"People just have to accept me the way I am. And I actually love myself now. I have learned to appreciate inner beauty more, even in other people. So I am trying to be proud of what is in my heart." Flavia, Uganda.
Ann-Christine Woehrl visited survivors of fire and acid attacks in Bangladesh, Cambodia, India, Nepal, Pakistan and Uganda. In her portraits she does not present them as tragic victims, but as the personalities they have always been and still are despite their unimaginable suffering. The result is an insightful 'almost private' album that challenges and most of all inspires. It is an homage to women that master their unique lives with humility and heroic strength.
After the photographer had accompanied the 25-year-old Neehaari in India for ten days, Neehaari took off her veil, which she was wearing constantly to protect herself from being stared at in the streets, and said: "Today is my personal day of independence. I will stop hiding myself."
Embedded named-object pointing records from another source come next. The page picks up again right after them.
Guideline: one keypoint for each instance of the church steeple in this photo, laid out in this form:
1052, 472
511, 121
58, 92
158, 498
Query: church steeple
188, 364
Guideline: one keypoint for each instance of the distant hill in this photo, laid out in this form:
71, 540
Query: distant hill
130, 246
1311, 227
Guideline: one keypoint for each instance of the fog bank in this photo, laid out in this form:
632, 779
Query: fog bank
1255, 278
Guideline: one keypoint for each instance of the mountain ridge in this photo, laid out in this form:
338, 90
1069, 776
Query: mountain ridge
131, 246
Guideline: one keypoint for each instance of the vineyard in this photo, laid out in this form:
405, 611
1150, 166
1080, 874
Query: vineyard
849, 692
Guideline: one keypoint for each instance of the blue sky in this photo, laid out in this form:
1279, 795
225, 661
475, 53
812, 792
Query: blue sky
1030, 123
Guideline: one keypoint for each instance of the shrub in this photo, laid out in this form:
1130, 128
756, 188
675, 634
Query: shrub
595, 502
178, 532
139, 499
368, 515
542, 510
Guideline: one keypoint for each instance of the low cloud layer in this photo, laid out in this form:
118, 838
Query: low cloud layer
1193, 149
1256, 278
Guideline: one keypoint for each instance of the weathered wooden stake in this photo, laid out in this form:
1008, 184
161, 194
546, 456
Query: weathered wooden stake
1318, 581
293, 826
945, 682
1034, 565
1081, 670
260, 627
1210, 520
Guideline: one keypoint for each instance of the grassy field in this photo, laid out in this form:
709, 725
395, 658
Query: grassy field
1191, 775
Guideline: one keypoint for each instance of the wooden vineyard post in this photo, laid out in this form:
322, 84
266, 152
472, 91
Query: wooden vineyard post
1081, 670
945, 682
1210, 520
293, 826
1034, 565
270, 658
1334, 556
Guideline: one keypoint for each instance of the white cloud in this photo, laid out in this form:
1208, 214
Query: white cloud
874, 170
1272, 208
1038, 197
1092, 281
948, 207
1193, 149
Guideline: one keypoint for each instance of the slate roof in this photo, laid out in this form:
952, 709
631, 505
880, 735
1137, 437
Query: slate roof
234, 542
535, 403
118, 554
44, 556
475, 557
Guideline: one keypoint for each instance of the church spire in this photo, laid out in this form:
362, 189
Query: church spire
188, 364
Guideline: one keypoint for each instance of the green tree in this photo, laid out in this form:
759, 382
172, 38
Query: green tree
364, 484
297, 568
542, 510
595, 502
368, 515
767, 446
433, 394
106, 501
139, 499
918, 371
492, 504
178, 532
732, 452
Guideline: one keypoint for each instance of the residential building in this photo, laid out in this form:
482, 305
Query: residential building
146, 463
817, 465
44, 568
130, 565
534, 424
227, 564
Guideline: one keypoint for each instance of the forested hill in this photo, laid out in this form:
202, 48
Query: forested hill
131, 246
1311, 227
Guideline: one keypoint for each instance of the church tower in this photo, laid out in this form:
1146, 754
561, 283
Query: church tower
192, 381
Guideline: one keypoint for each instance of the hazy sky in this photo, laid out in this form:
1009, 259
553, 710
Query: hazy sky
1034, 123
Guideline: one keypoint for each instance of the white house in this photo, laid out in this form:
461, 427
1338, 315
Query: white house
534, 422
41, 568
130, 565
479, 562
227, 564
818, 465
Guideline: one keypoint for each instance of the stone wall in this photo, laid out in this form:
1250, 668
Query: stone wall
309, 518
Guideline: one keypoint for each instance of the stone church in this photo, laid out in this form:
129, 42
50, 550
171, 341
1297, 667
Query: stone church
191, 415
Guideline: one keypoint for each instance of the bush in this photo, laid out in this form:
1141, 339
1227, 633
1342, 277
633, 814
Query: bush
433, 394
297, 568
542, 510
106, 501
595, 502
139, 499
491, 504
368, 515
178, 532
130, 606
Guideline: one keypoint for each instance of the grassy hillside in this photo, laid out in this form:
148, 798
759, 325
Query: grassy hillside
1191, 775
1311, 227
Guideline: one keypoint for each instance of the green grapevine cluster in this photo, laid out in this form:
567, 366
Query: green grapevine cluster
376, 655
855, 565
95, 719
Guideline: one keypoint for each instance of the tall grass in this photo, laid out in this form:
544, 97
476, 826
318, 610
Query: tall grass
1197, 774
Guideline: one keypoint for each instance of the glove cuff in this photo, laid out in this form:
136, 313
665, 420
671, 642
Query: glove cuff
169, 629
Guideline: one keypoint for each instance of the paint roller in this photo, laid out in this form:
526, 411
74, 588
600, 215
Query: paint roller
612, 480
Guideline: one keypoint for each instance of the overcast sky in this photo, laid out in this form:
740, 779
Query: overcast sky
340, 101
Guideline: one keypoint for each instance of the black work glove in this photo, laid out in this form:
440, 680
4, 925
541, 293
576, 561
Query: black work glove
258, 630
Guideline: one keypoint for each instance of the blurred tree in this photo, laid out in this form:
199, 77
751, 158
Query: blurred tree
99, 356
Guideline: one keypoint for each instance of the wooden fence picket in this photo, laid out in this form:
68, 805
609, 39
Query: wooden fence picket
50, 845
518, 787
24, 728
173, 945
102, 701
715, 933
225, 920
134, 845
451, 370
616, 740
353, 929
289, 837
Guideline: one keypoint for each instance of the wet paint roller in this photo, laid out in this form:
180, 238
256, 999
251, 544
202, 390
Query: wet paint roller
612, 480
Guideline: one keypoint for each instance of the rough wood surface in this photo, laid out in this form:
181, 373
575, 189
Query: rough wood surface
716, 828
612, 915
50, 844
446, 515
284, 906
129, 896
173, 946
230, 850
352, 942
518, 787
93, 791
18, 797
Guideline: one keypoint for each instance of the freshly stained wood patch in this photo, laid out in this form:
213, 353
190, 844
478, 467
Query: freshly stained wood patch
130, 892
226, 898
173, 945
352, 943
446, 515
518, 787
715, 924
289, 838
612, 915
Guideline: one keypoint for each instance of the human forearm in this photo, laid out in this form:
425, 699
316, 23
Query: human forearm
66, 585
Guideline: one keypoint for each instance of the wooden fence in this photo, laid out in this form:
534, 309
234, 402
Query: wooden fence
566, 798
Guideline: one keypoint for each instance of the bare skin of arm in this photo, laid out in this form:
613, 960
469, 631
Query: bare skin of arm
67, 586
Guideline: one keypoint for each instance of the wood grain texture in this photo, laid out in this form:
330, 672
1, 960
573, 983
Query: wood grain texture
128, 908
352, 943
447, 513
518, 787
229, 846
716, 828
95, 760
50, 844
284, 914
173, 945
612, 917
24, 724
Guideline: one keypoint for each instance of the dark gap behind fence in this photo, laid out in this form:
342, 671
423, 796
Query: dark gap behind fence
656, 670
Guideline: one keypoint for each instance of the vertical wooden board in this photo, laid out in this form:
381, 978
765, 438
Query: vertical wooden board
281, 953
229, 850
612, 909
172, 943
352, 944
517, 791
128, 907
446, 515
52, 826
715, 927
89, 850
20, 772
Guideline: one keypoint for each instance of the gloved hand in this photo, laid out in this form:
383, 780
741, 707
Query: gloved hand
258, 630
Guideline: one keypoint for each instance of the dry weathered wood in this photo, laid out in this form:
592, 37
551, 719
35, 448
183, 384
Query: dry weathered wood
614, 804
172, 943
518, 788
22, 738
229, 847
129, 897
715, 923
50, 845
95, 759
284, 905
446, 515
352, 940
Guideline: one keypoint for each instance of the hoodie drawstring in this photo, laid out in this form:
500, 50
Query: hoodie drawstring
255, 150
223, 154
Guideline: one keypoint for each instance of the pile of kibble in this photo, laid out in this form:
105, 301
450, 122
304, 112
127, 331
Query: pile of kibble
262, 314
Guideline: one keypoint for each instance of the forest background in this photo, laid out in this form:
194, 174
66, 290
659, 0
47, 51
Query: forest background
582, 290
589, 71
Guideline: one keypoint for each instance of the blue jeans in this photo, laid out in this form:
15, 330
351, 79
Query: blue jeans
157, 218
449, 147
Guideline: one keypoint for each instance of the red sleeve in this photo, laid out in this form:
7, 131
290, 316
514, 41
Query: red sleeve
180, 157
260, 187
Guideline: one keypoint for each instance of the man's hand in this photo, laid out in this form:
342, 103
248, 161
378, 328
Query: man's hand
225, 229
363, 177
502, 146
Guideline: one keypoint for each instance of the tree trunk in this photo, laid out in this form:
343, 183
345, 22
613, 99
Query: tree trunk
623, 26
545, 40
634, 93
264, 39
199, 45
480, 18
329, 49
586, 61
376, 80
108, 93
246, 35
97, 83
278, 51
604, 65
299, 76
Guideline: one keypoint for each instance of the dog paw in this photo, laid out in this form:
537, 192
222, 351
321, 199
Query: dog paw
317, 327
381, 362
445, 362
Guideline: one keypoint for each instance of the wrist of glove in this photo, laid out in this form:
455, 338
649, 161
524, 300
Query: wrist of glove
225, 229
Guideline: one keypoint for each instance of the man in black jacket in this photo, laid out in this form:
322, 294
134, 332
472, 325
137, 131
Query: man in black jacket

By choosing a neutral black background for the portraits in the first part of the book, the photographer left out any reference to the social environment of these women and provided them with a safe and also special - even solemn - frame. In the second part of the book she takes a closer look at one survivor in each of the six countries capturing her everyday life, her will to survive, moments of hopelessness and despair as well as those of joy and happiness. The photographic work is framed by an essay and six interviews with the six women.
Text in English and German.
Contents: In/Visible; We Are Visible; My Name Is Farida; My Name Is Neehaari; My Name Is Chantheoun; My Name Is Renuka; My Name Is Nusrat; My Name Is Flavia.